Generally speaking, two things happen when a company receives a loan.
First, an asset increases. This is normally the deposit of money into a bank account, but depending on the logistics, it could be a fixed asset increasing.
The latter happens when the entity loaning the money issues the check or money in such a way that it can be immediately turned over to whoever you're paying with the loan money, presumably for a major purchase.
Second, the company recognizes that they are now liable to pay the amount of the loan back.
In short, you aren't working with a liability account and an expense account; you're working with a liability account and an asset account.
Since you're entering a loan from an officer, you would debit whatever bank account the officer's loan money was deposited into and credit the new liability, if you chose to do a Journal entry.
I don't know if you're actually on Desktop or QBO; you are tagged for Desktop, but the instructions you quoted are for QBO.
At any rate, you'd be better off in most cases using the standard functions in QB rather than the Journal Entries; QB isn't set up to source Journal Entries to certain reports as well as it should be.
For instance, in Desktop, you could simply create a Deposit using the Liability as the source account. This would put money into the bank of your choice while establishing the Liability starting balance.
I don't know what the exact equivalent in QBO would be, but it'd probably be whatever their Deposit equivalent is.
"I don't know what the exact equivalent in QBO would be, but it'd probably be whatever their Deposit equivalent is."

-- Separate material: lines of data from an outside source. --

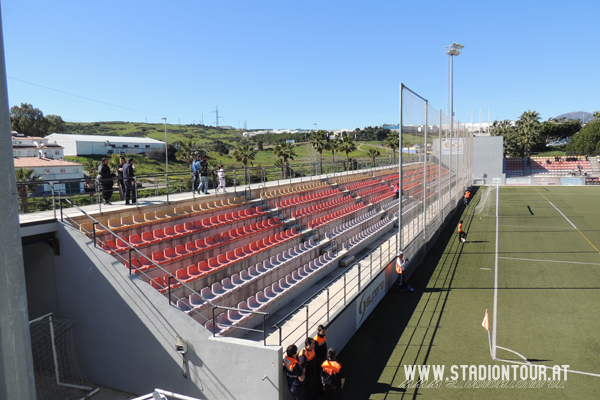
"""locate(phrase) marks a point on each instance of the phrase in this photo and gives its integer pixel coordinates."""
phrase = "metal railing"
(167, 289)
(43, 195)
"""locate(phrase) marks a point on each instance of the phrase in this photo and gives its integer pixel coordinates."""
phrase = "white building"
(79, 145)
(32, 146)
(54, 170)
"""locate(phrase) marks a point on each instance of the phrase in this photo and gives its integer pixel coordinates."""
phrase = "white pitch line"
(495, 307)
(529, 226)
(533, 259)
(568, 220)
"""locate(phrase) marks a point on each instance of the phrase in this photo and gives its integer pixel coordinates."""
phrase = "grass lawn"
(548, 268)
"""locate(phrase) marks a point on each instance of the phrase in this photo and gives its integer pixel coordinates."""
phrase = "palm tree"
(392, 141)
(528, 131)
(245, 154)
(347, 146)
(188, 151)
(373, 154)
(318, 141)
(332, 145)
(284, 151)
(25, 175)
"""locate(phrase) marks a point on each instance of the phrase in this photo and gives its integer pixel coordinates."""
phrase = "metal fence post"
(307, 320)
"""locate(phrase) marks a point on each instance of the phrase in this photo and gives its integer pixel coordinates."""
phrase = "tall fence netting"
(436, 170)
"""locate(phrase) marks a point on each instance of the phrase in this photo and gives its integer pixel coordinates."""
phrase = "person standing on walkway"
(203, 188)
(106, 180)
(221, 175)
(122, 186)
(294, 373)
(333, 377)
(400, 264)
(128, 174)
(308, 361)
(196, 172)
(320, 353)
(462, 236)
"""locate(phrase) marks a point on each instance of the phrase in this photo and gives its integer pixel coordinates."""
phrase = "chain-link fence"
(436, 168)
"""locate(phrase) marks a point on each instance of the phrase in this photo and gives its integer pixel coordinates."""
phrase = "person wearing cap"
(203, 176)
(333, 377)
(294, 372)
(400, 263)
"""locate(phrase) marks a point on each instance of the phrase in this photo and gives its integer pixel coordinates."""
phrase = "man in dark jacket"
(106, 180)
(120, 177)
(128, 174)
(203, 176)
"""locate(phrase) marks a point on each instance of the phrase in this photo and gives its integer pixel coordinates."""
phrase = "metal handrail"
(171, 276)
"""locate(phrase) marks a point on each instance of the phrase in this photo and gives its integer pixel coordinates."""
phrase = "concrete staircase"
(594, 165)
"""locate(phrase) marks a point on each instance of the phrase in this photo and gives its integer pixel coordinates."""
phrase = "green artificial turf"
(548, 291)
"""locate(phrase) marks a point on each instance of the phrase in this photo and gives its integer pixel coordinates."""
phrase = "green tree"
(188, 151)
(347, 146)
(245, 154)
(392, 141)
(284, 151)
(587, 141)
(332, 145)
(28, 120)
(55, 124)
(528, 132)
(372, 153)
(27, 178)
(318, 140)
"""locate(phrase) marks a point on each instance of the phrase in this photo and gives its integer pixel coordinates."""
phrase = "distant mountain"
(576, 115)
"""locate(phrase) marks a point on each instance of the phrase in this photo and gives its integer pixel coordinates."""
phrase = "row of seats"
(381, 197)
(340, 229)
(221, 261)
(186, 229)
(359, 185)
(295, 189)
(322, 207)
(192, 248)
(262, 299)
(152, 217)
(336, 215)
(308, 198)
(363, 235)
(373, 190)
(237, 281)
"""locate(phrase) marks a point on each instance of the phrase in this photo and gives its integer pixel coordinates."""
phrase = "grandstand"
(199, 295)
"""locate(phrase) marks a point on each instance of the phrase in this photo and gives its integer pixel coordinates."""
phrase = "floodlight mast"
(453, 50)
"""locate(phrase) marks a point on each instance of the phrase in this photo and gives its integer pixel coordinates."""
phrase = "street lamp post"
(166, 156)
(453, 50)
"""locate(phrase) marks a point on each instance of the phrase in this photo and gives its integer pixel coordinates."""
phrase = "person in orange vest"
(321, 353)
(294, 373)
(333, 377)
(462, 236)
(400, 263)
(467, 197)
(308, 360)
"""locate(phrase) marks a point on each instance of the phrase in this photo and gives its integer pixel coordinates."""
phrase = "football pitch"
(532, 259)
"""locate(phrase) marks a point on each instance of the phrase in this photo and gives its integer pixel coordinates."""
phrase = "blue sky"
(283, 64)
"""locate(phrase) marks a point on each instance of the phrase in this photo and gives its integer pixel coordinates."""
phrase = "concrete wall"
(487, 159)
(125, 334)
(38, 261)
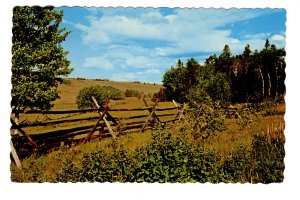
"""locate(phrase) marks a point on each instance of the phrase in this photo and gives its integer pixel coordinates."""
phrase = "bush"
(84, 98)
(133, 93)
(161, 95)
(206, 120)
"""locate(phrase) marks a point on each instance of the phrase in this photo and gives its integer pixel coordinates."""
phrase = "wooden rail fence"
(105, 124)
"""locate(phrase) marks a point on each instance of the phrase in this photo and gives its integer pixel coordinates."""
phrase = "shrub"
(133, 93)
(161, 95)
(206, 120)
(84, 100)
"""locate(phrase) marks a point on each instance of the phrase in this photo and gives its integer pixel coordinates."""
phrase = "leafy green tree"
(192, 72)
(174, 82)
(38, 59)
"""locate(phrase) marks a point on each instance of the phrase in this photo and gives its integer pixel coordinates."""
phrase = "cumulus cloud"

In QBO, use New > Bank deposit. Assign the Loan Payable liability account to the deposit. That records cash in the bank account and a corresponding amount as a Loan Payable liability. Behind the scenes, that creates a journal entry (JE) that debits the bank account and credits Loan Payable.
As @FishingForAnswers mentioned, it's always best to use a standard QB form (deposit, check, bill, etc.) instead of a JE.